Forum des affaires | Les immeubles de bureaux : une situation préoccupante pour Montréal
PHOTO ALAIN ROBERGE, ARCHIVES LA PRESSE
Selon les données récemment publiées, le taux de disponibilité au centre-ville de Montréal a poursuivi sa tendance à la hausse observée depuis la pandémie.
Au début de 2022, au moment où la Ville de Montréal a soumis pour consultation son projet Stratégie centre-ville 2022-20301, l’ampleur de la crise à venir pour les immeubles de bureaux n’était pas nécessairement un enjeu majeur.
Publié à 1h01 Mis à jour à 16h00
ARNOLD BEAUDIN
L’AUTEUR EST ÉCONOMISTE
Des taux de disponibilité en forte croissance
Selon les données récemment publiées, le taux de disponibilité au centre-ville de Montréal a poursuivi sa tendance à la hausse observée depuis la pandémie. Ainsi, ce taux a atteint 18,7 % pour le deuxième trimestre 2023, dépassant même le taux pour le Grand Montréal (18,2 %). Notons que l’on retrouve la même situation à Vancouver, à Calgary et à Toronto où le taux pour le centre-ville est supérieur à celui de la région.
Pour Montréal, « sans surprise, le taux de disponibilité s’approche graduellement du pic de 20 %, ce qui ne s’est jamais vu », selon la firme Avison Young.
Sans surprise puisque lors d’un forum stratégique organisé par la Chambre de commerce du Montréal métropolitain en juin dernier, M. Jean Laurin, de chez Avison Young, a mentionné que ce taux pourrait atteindre près de 24 % en 2025. Si ce pronostic s’avère, nous constaterons souvent des pics « jamais vus ».
Des impacts majeurs
Cette situation est préoccupante puisqu’au-delà des impacts immédiats pour les propriétaires de ces immeubles, elle entraîne aussi des conséquences sur le dynamisme du centre-ville et, par ricochet, d’importantes répercussions sur les finances de la Ville.
Dans sa récente étude2 portant sur des villes dites « superstars », la firme McKinsey signale que la demande d’espaces de bureau, qui est en baisse depuis le début de la pandémie, ne fera que s’aggraver d’ici 2030 dans la plupart des villes étudiées. Cela prendrait des décennies avant de revenir au niveau de la demande prépandémique.
La baisse de la demande aura comme effet d’entraîner une chute de la valeur des immeubles. Les répercussions seraient plus prononcées pour les centres-villes ou les centres d’affaires et varieraient en fonction de la structure économique et du mixte urbain présents3.

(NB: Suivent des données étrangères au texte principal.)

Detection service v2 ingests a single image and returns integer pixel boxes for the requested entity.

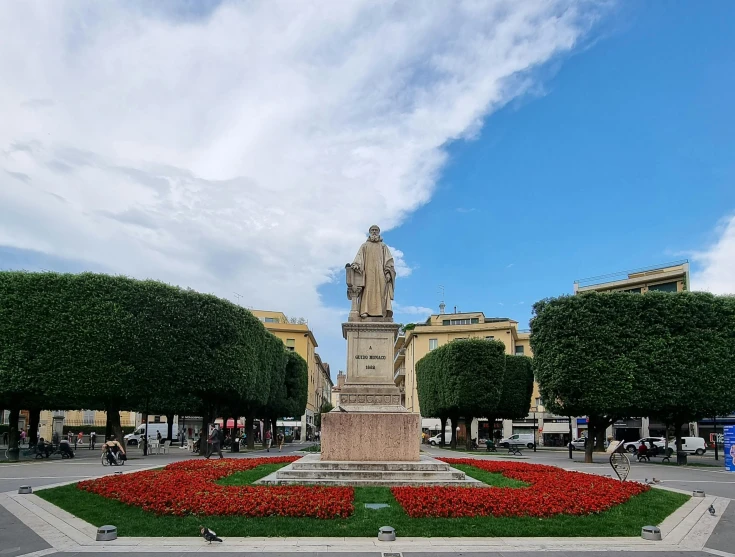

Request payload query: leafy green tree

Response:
[531,292,735,462]
[416,339,505,448]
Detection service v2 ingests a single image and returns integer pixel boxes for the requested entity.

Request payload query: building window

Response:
[648,282,677,292]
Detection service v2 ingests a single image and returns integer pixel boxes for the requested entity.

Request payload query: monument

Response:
[256,226,484,486]
[321,225,421,461]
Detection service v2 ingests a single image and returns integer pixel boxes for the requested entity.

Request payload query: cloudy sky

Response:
[0,0,735,370]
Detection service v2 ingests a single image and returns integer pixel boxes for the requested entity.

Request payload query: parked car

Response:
[669,437,707,456]
[124,422,179,445]
[569,437,610,451]
[623,437,674,456]
[498,433,534,449]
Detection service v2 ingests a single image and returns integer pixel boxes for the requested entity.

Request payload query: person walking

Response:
[207,426,224,460]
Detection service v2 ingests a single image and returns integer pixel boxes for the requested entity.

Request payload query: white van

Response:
[669,437,707,456]
[498,433,533,449]
[125,422,179,445]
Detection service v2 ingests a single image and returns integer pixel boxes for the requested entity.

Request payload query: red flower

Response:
[77,456,354,518]
[391,458,650,518]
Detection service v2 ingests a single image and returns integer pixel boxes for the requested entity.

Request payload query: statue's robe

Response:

Cela risque de mettre sérieusement en péril la santé financière des villes. Pour l’agglomération de Montréal, cela pourrait se traduire ceteris paribus par un impact fiscal négatif de centaines de millions de dollars.
Favoriser la conversion
Dans un tel contexte, le coût d’opportunité pour les propriétaires d’immeubles pour une transformation adaptée, dont pour du résidentiel, pourrait en inciter plusieurs à regarder plus attentivement cette option, notamment pour les immeubles dits de catégories B et C.
Plusieurs villes se sont dotées de mécanismes pour favoriser de telles conversions, dont New York, Washington (DC), Philadelphie, Cleveland, Los Angeles, San Francisco, Denver, Calgary…
Cette solution constitue un outil supplémentaire pouvant contribuer à renforcer le dynamisme du centre-ville et à accroître l’offre de logements, mais il faut être conscient que cela ne saurait être une panacée, tant pour la crise du logement que pour celle affectant les édifices de bureaux.
Diverses actions et mesures devront être déployées, et l’ensemble des acteurs devra être mobilisé.
Montréal a un grand avantage puisque son centre-ville est déjà un pôle dynamique et diversifié, dont il faut prendre grand soin, renforcer son attractivité et ne rien tenir pour acquis.
Voilà des défis et des occasions supplémentaires auxquels la stratégie à venir de la Ville de Montréal pour le centre-ville pourra s’attaquer.